Une purgation des émotions (2/4)

Quelle est la part d’ombre que l’écrivain dévoile, à dessein ou malgré lui, à travers ses personnages, ces « egos expérimentaux » comme les qualifie Milan Kundera ? Dans L’art du roman, l’écrivain tchèque assigne au récit la fonction, pour l’auteur, de sortir de sa propre vie : « les personnages de mon roman sont mes propres possibilités qui ne se sont pas réalisées. C’est ce qui fait que je les aime tous et que tous m’effraient pareillement. Ils ont, les uns et les autres, franchi une frontière que je n’ai fait que contourner. »

Peter Pan fut-il le miroir de James Matthew Barrie, et l’objet d’une catharsis (cette « purgation des émotions » selon Aristote) permettant  à son créateur d’évacuer sa frustration de ne s’être jamais accompli en tant qu’adulte ? Un auteur qui aurait pu crier, tel Flaubert et son affirmation apocryphe sur sa madame Bovary, « Peter Pan, c’est moi ! ».

Quintessence du culte victorien de l’enfance, le garçon qui ne grandit pas naît en 1902 dans le roman Little White Bird : c’est un bébé âgé de quelques semaines à peine. Cette première apparition, dans cinq chapitres seulement (sur les vingt-six que compte le livre) est brutale, terrible, et annonce le personnage à venir :

« Je veux à présent revenir pour toujours auprès de ma mère ! »

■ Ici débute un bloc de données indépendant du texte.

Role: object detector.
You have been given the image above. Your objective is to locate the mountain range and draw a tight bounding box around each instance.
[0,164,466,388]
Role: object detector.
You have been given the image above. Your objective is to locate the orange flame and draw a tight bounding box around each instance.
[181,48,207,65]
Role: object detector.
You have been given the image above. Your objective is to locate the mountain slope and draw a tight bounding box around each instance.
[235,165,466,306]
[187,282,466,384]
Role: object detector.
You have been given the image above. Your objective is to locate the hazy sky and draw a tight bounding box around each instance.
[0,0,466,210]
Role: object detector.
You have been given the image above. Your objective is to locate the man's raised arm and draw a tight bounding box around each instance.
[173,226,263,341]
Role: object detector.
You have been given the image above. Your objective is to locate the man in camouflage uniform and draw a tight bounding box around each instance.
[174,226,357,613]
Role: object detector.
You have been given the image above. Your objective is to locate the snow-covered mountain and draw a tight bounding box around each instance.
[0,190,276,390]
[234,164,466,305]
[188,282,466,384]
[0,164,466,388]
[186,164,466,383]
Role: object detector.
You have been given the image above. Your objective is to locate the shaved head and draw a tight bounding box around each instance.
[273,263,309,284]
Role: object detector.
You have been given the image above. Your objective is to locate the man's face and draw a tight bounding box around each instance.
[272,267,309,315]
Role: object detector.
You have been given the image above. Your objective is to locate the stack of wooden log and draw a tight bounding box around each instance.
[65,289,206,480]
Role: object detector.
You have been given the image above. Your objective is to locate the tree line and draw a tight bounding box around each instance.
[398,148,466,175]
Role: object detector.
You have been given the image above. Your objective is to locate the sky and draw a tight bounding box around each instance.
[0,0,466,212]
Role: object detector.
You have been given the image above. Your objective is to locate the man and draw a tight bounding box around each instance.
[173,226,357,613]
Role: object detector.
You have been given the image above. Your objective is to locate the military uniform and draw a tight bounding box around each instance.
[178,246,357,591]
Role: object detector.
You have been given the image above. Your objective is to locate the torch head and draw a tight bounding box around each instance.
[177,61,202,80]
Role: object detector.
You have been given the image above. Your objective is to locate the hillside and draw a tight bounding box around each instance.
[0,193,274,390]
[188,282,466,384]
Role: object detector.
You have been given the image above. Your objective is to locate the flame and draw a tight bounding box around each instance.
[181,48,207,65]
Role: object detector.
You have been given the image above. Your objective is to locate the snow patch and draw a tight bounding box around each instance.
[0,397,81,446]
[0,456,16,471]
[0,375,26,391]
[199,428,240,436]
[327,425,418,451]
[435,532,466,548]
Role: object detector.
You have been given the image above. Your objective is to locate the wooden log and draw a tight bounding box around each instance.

(…) Il avait fini par être pressé, parce qu’il avait rêvé que sa mère pleurait, et qu’il connaissait le motif de son chagrin; un câlin de son merveilleux Peter la ferait bientôt sourire. Oh ! Il en était sûr, et il était si pressé de se blottir dans ses bras que, cette fois, il vola tout droit vers la fenêtre qui était toujours ouverte pour lui.

Mais la fenêtre était fermée, et on y avait mis des barreaux; en regardant à l’intérieur, il vit sa mère qui dormait paisiblement, en tenant dans ses bras un autre petit garçon. Peter appela, « Maman, Maman ! » mais elle ne l’entendit pas. Il martela en vain les barreaux de fer de ses petits bras. Sanglotant, il dut revenir vers les jardins, et plus jamais il ne revit sa mère chérie. 1

La rupture est brutale, définitive : Peter est orphelin, dès sa naissance, mais cette blessure sera la première et la dernière. Il refusera de devenir un adulte et d’accumuler, de subir, les traumatismes de la vie. Il est le symbole même de l’insouciance, du plaisir, de l’immortalité : je suis la jeunesse, je suis la joie !

Une certitude s’impose alors à nous : il y a plus de Peter Pan dans James Barrie, que de Barrie dans Peter Pan. L’auteur écossais était de petite taille, avait une voix claire et une pilosité peu développée; de son propre aveu2, l’auteur écossais entendait « rester un enfant ».

1. JM Barrie, Little White Bird; or, Adventures in Kensington Gardens, Kindle Editions, 2012, 362 pages (ma traduction).
2. dans ses notes pour le programme de Peter Pan, en représentation à Paris en 1908.